İnsan bu bağlamda insandır. Kadın, erkek, çocuk, yaşlı, zengin, fakir, siyah, beyaz değildir. Açlık sınırında hayatını sürdüren de insandır, köşklerde saraylarda sefa süren de…

İlk düşünürlerin insan ile ilgili dikkatlerini çeken en önemli özellik insanın ruh veya akıl sahibi olduğudur. Biyolojik varlığı doğadaki diğer canlılara, özellikle hayvanlara çok benzer. İnsanın biyolojisi doğa yasaları içinde çalışır. Farklılığı ruh veya akıl dediğimiz kısım ile ilgilidir. Toplumsal hayatı da bu farklılığa örnektir. Fakat “toplumsallığı bir doğal durum mudur yoksa sonradan oluşturulan iradi bir durum mudur” konusu önemli bir problemdir.

Platon’a göre toplum ve devlet doğal bir haldir. Bazı Yeni Çağ düşünürleri, J.J.Rousseau gibi, toplum ve devleti bir sözleşmeye dayandırır.

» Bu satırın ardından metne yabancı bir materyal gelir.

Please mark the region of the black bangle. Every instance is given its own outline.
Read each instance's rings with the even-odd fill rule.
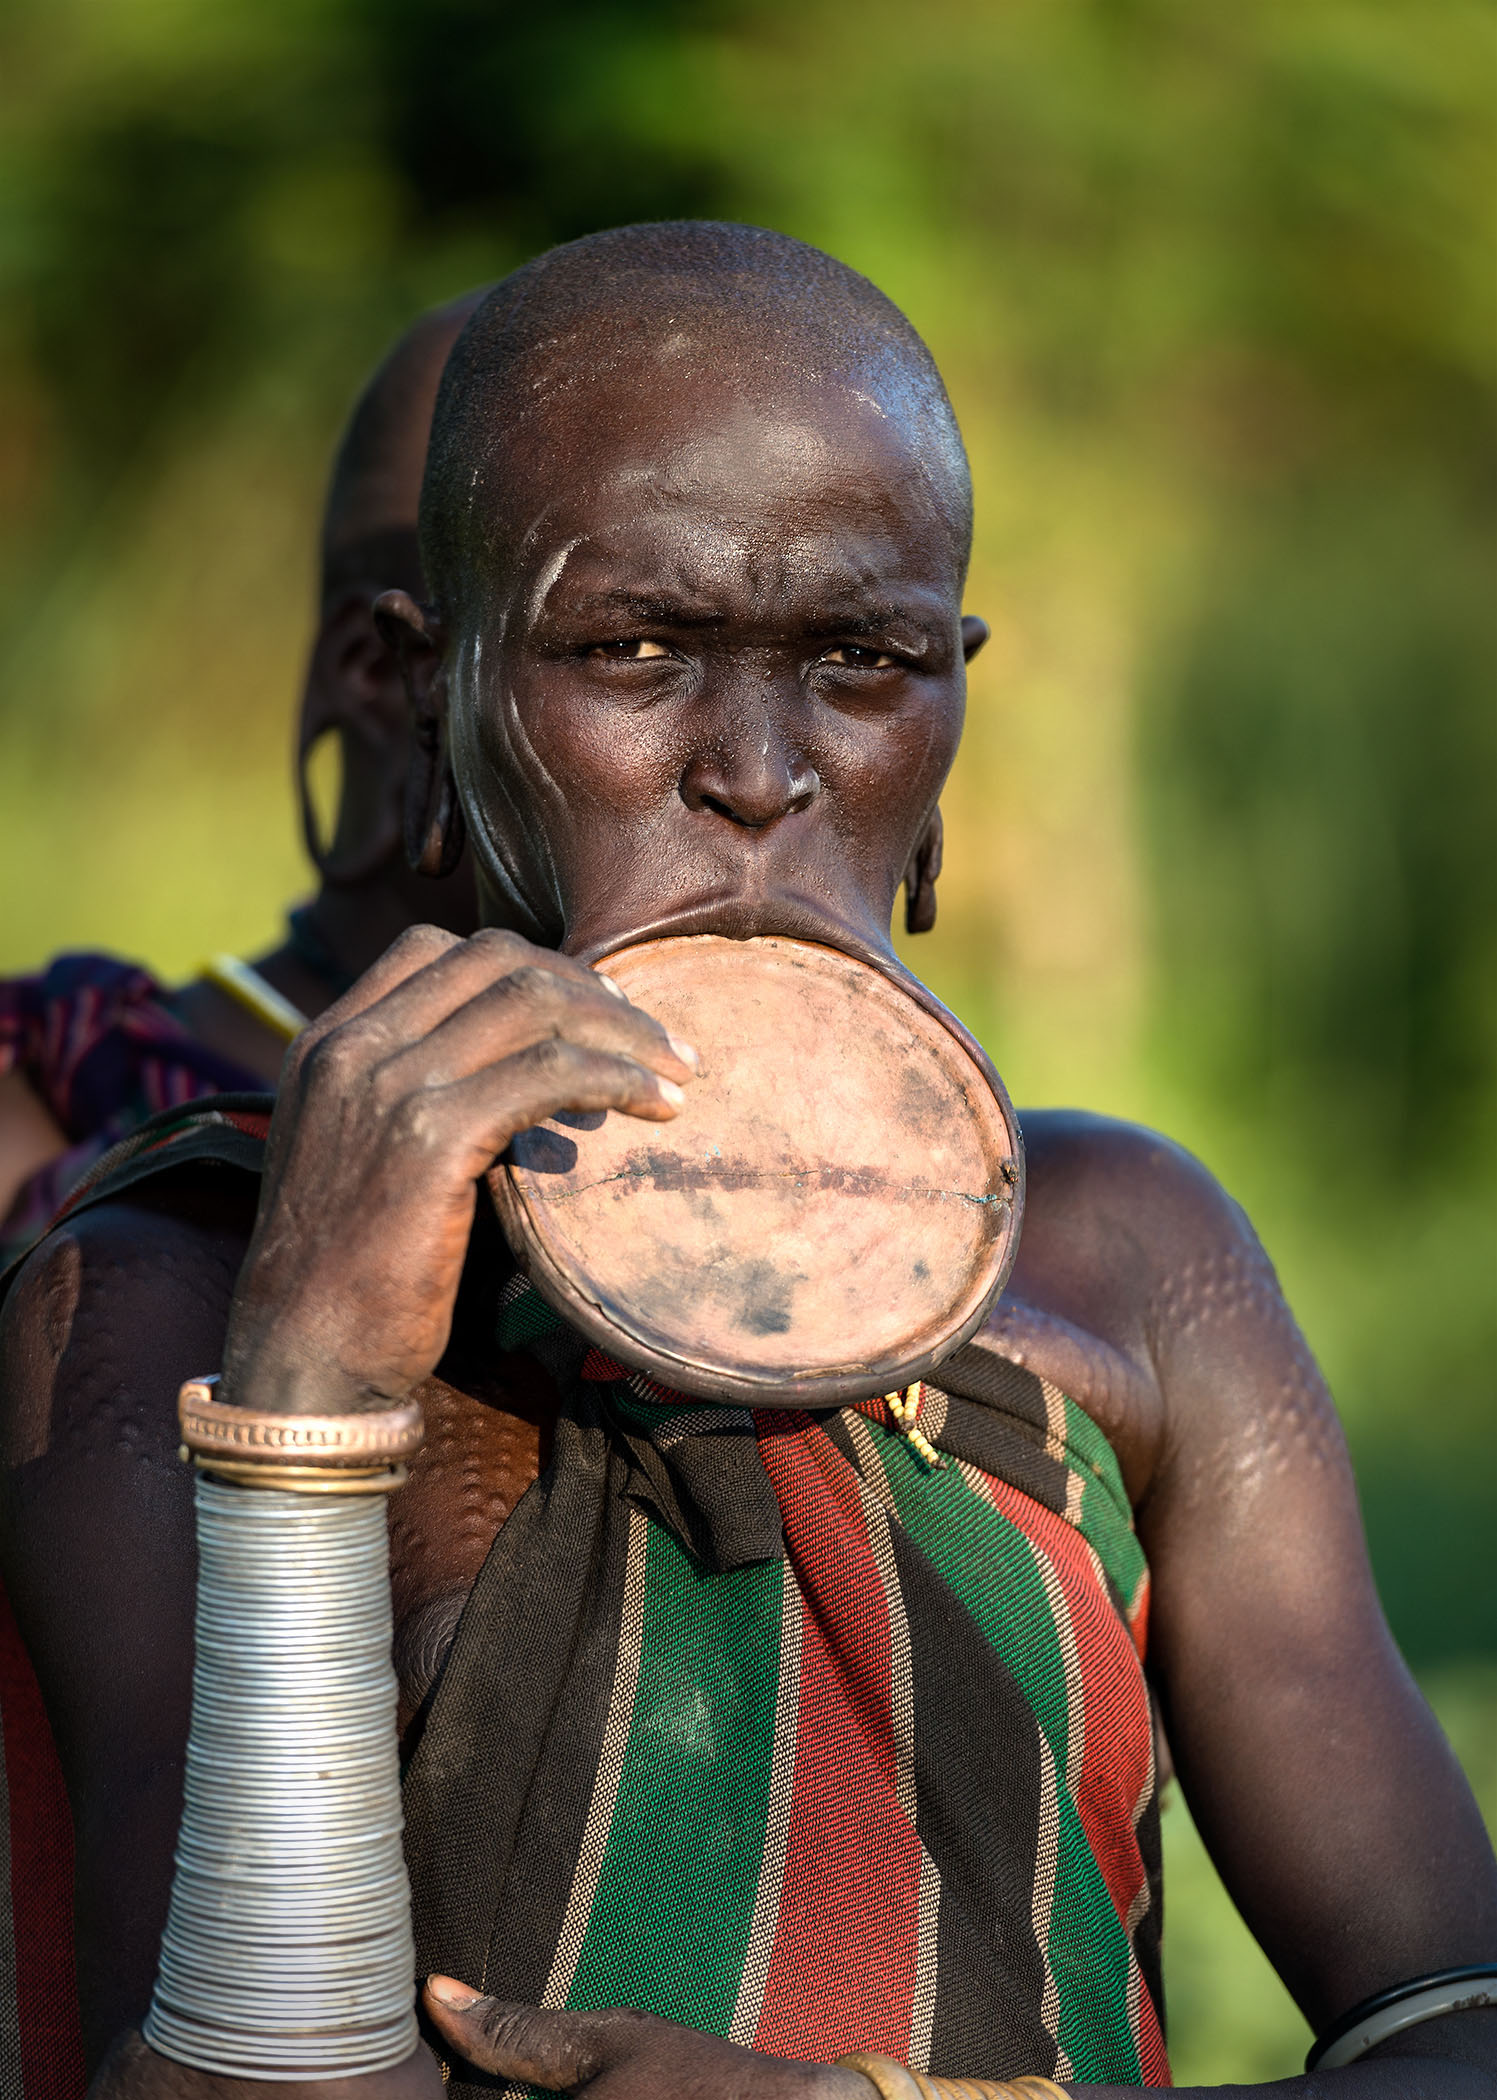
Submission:
[[[1416,1998],[1425,2002],[1411,2004],[1410,2000]],[[1392,1990],[1364,1998],[1349,2013],[1343,2013],[1334,2027],[1328,2027],[1318,2037],[1305,2058],[1305,2069],[1339,2070],[1406,2027],[1420,2027],[1426,2020],[1442,2019],[1446,2013],[1467,2012],[1481,2005],[1497,2005],[1497,1962],[1478,1962],[1469,1969],[1435,1969],[1428,1976],[1411,1977],[1407,1983],[1396,1983]],[[1405,2007],[1401,2017],[1400,2006]]]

Nihayetinde insanoğlunun bir toplumsal gerçeklik oluşturduğu bir hakikattir. Sosyoloji bu gerçekliğin çözümlemesini yapmak için kurulmuş, geliştirilmiş bir bilimdir. Toplumsal gerçekliğin çok boyutlu olduğu ve ilişkiler ağının çok girift olduğu biraz yakından bakıldığında anlaşılır. Artık toplum denilince basit bir kavram akla gelmez. Toplum son derece karmaşık bir gerçekliktir. Anlayabilmek ve çözümleyebilmek için özel çaba gerektirir.

Toplumsal hayat söz konusu olunca, insanların toplum içinde farklı konumlanmaları gözlemlenir. Bu konumlanma biçimi ise zamana ve mekâna göre farklılık gösterir. Konumlanmayı belirleyen ilkeler, değerler, kurallar devreye girer. İlkel toplumlarda bu farklılaşmanın çok olmadığını tahmin etmek zor değildir.

Modern denilen dönemde farklılaşma artmıştır. Aradan geçen uzun asırlar boyunca toplumsal hayata egemen olan ve gelenekselleşen yapılar oluşmuştur. Dünyadaki bütün toplumlarda birbirine benzer yapılanmalardır bunlar.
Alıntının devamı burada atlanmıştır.